The Cross Industry Standard Process for Data Mining (CRISP-DM)
The Cross Industry Standard Process for Data Mining (CRISP-DM) lifecycle, which is used for data instead of software, is considerably more flexible than the waterfall model. It also has six phases, as shown below. The various phases aren't necessarily sequential, and the process continues after deployment, because learning sparks more questions that require further analysis.
CRISP-DM works much better for data science than does SDLC, but, like SDLC, it is still designed for big-bang delivery — deployment. With either model, the data science team is expected to spend considerable time in the early stages — planning and analyzing (for software development) or organizational understanding (for data mining). The goal is to gather as much information as possible at the start. The team is then expected to deliver the goods at the end.
For a data science team to be flexible and exploratory, they can't be forced to adopt a standard lifecycle.
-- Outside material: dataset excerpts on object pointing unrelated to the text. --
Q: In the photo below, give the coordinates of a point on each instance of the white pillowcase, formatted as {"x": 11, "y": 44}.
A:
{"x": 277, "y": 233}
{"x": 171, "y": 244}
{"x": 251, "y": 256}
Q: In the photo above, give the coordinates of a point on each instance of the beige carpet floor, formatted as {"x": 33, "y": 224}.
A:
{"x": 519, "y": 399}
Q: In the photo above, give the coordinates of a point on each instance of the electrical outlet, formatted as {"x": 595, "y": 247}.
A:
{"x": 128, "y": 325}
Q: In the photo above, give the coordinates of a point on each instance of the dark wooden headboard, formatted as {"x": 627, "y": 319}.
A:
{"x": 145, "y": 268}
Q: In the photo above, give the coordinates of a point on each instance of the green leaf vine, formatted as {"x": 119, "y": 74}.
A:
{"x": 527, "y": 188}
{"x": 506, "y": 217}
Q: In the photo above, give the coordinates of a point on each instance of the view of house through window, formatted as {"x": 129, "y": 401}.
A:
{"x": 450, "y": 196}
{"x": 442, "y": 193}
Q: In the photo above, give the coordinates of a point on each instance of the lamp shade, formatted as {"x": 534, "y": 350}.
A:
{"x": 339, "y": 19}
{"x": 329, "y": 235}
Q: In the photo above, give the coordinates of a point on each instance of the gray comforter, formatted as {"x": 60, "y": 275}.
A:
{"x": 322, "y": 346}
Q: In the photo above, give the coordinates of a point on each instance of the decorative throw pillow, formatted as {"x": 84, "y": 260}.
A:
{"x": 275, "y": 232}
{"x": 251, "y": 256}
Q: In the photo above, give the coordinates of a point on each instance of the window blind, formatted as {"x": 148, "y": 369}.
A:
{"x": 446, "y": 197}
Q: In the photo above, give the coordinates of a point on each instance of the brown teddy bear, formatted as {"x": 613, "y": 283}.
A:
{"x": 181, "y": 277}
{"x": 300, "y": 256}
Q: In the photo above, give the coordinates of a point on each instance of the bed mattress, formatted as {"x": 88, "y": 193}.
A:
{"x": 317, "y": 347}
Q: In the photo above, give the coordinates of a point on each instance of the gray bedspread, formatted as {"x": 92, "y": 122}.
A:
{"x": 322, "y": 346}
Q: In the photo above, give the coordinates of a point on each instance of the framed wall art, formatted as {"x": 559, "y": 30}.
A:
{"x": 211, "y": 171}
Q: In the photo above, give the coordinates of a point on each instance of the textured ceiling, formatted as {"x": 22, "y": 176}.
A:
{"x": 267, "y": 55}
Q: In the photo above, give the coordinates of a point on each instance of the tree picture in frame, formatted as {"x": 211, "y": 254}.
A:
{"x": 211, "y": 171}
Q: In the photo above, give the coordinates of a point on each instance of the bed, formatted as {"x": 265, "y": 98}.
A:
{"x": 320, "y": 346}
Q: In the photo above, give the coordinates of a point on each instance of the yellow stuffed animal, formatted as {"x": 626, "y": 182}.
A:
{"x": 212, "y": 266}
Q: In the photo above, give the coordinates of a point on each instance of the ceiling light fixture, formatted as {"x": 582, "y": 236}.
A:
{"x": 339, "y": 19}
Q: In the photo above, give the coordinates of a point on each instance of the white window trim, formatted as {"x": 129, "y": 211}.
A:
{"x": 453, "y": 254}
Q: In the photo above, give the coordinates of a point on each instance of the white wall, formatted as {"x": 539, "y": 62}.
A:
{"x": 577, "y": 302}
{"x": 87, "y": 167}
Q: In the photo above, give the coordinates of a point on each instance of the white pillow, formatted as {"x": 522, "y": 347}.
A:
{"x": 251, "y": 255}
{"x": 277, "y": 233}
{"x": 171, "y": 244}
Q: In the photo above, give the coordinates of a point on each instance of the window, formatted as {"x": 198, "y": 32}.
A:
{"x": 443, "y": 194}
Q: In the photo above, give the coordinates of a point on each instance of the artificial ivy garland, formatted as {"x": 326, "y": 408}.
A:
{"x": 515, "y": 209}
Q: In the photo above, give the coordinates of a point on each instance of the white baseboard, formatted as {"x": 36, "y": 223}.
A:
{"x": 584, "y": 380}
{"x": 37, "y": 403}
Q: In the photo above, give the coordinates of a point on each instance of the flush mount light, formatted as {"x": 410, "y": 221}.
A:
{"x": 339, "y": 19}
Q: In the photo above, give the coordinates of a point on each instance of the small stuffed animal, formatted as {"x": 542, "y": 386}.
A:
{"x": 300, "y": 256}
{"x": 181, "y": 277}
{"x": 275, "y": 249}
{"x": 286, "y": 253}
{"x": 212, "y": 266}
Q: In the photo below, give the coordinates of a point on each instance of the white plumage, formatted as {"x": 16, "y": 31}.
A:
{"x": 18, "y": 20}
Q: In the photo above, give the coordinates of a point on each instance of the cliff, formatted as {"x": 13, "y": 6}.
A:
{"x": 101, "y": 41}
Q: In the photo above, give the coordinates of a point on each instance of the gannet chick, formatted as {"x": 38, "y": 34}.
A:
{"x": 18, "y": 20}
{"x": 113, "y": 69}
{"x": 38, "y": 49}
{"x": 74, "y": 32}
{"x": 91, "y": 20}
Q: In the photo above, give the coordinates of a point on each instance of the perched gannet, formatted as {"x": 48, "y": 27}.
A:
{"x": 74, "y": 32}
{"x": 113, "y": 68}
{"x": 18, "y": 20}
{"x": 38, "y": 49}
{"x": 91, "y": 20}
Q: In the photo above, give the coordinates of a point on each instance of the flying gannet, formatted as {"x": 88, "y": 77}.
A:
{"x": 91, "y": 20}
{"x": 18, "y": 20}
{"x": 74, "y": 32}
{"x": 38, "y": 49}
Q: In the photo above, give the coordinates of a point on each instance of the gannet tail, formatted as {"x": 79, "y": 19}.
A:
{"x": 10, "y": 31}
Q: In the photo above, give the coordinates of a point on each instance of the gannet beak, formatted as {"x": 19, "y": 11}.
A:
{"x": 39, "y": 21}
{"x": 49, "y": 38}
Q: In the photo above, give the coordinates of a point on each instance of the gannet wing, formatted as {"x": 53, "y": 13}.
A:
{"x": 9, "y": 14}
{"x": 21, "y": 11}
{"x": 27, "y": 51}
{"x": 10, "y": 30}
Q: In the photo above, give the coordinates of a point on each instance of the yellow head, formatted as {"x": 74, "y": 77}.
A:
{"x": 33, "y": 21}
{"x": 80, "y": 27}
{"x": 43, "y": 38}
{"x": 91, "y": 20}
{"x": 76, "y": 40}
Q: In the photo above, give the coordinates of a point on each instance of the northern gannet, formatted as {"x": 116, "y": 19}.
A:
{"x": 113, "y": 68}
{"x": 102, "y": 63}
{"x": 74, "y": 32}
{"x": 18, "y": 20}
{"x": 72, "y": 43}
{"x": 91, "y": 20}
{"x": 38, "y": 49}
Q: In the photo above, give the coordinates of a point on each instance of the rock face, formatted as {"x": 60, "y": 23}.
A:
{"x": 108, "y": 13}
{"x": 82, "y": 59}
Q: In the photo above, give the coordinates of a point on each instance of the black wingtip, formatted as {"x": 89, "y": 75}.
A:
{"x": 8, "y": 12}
A more lightweight approach is necessary to provide the structure necessary while allowing the team to be flexible and shift direction when appropriate.
The Data Science Life Cycle (DSLC)
The fact that traditional project lifecycles are not a good match for data science doesn't mean that data science teams should have complete operational freedom. These life cycles are valuable for structuring the team's activities. With a general sense of the path forward, the team at least has a starting point and some procedures to follow. A good lifecycle is like a handrail; it's there to provide support, but it's not something you need to cling to.
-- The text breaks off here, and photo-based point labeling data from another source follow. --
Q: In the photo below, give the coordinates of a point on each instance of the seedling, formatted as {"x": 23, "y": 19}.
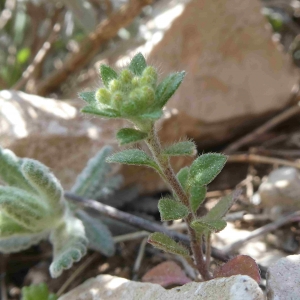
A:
{"x": 134, "y": 94}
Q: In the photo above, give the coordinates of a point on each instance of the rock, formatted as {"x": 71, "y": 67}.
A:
{"x": 283, "y": 279}
{"x": 106, "y": 287}
{"x": 57, "y": 134}
{"x": 280, "y": 193}
{"x": 233, "y": 69}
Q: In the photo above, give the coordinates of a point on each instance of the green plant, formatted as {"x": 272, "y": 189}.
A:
{"x": 37, "y": 292}
{"x": 32, "y": 208}
{"x": 135, "y": 95}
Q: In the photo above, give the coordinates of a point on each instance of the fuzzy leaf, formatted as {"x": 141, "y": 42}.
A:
{"x": 99, "y": 236}
{"x": 130, "y": 135}
{"x": 19, "y": 242}
{"x": 197, "y": 196}
{"x": 221, "y": 208}
{"x": 93, "y": 181}
{"x": 206, "y": 167}
{"x": 10, "y": 170}
{"x": 166, "y": 274}
{"x": 137, "y": 64}
{"x": 46, "y": 184}
{"x": 132, "y": 157}
{"x": 69, "y": 245}
{"x": 171, "y": 210}
{"x": 181, "y": 148}
{"x": 37, "y": 292}
{"x": 22, "y": 208}
{"x": 163, "y": 242}
{"x": 103, "y": 111}
{"x": 167, "y": 88}
{"x": 182, "y": 176}
{"x": 88, "y": 97}
{"x": 107, "y": 74}
{"x": 239, "y": 265}
{"x": 201, "y": 225}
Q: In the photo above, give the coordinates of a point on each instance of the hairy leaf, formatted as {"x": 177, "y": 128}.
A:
{"x": 107, "y": 74}
{"x": 201, "y": 225}
{"x": 181, "y": 148}
{"x": 197, "y": 196}
{"x": 132, "y": 157}
{"x": 101, "y": 110}
{"x": 167, "y": 88}
{"x": 47, "y": 185}
{"x": 130, "y": 135}
{"x": 171, "y": 210}
{"x": 137, "y": 64}
{"x": 69, "y": 245}
{"x": 10, "y": 170}
{"x": 99, "y": 236}
{"x": 163, "y": 242}
{"x": 88, "y": 97}
{"x": 182, "y": 176}
{"x": 37, "y": 292}
{"x": 206, "y": 167}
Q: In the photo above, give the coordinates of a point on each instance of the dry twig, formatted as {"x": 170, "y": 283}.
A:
{"x": 90, "y": 46}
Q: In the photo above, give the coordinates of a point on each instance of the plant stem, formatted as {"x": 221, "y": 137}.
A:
{"x": 170, "y": 177}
The approach that seems to work best for data science teams is the data science life cycle (DSLC), as shown below. This process framework, based loosely on the scientific method, is lightweight and less rigid than SDLC and CRISP-DM.
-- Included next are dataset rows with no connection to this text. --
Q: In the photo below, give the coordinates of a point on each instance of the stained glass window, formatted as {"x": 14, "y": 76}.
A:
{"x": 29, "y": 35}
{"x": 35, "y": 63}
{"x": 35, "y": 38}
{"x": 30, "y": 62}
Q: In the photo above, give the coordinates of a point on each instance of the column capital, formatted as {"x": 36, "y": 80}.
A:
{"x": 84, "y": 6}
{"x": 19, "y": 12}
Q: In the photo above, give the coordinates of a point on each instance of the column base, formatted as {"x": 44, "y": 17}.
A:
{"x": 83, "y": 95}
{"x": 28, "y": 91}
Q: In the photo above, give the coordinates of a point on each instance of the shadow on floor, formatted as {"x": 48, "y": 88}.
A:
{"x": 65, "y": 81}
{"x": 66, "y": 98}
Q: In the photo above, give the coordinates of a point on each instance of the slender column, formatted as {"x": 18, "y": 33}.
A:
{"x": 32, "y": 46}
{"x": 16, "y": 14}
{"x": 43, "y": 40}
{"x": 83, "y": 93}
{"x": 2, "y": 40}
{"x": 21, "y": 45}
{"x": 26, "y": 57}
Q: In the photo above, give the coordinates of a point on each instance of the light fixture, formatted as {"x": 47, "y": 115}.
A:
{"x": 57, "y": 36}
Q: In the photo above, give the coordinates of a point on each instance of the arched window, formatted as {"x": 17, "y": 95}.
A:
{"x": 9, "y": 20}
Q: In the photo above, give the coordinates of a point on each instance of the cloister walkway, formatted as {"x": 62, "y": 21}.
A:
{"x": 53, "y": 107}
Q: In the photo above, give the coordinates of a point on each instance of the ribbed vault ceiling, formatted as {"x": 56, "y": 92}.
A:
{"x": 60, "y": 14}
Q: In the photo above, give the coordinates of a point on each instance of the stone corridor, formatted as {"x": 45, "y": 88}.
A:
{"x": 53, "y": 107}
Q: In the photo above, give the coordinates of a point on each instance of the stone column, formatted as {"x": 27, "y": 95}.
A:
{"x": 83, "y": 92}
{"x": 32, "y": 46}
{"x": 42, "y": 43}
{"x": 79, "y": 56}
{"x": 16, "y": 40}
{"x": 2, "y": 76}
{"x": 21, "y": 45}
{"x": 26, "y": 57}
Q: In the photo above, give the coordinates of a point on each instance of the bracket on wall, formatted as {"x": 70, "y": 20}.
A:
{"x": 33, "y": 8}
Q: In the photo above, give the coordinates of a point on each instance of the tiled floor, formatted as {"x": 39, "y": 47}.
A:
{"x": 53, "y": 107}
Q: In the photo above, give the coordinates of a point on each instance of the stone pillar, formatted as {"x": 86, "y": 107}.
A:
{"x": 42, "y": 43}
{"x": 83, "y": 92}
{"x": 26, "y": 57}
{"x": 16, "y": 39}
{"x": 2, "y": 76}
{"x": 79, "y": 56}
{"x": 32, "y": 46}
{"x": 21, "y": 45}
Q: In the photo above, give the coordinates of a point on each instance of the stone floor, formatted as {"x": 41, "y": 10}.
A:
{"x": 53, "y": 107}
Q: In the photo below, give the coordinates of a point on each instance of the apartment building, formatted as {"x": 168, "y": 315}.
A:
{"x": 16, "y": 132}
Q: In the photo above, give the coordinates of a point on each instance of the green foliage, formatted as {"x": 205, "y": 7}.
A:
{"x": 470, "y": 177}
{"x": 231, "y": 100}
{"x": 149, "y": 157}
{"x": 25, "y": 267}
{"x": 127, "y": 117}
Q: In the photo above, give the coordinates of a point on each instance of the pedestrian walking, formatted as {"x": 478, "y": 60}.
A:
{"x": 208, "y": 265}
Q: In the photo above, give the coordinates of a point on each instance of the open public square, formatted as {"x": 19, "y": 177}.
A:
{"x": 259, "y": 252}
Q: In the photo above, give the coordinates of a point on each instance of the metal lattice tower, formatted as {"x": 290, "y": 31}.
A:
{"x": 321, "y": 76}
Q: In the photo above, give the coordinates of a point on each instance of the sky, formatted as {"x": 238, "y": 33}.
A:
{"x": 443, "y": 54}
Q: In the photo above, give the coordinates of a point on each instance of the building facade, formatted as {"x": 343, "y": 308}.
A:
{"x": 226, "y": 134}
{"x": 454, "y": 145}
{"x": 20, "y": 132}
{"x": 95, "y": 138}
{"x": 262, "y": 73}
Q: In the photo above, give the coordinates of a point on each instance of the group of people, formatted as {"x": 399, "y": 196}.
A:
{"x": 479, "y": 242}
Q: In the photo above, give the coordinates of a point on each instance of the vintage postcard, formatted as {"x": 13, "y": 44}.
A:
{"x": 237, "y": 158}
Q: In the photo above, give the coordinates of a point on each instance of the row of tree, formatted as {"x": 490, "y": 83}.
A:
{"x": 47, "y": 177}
Like the two project life cycles presented earlier in this post, DSLC consists of six stages:
Looping through Questions
DSLC isn't always or even usually a linear, step-by-step process. The data science team should cycle through the questions, research, and results, as shown below, whenever necessary to gain clarity.
Some organizations that have strong data science teams already follow this approach. For example, the video subscription service Netflix used this approach to create their hit series “House of Cards.” They had 33 million subscribers at the time. Their data science team looked at what customers were watching, ratings of shows, what plots viewers liked, and the popular actors (Kevin Spacey was very popular at the time). Netflix determined that political shows were very popular and hired Spacey. Then they modeled the new show on the popular British version of the program.
The Netflix team used data science to develop the idea for the show. They created a predictive model based on analysis of viewer demand. They worked to cycle through questions, research, and results. They then created a story of what their customers would like to see. That story became an actual story that turned into a hit television program.
This cycle of question, research, and results drives insights and knowledge. The data science team loops through these areas as part of the larger DSLC. Remember to not think of this lifecycle as a waterfall process. Instead, think of it as a few steps to start and then a cycle in the middle to churn out great stories at the end.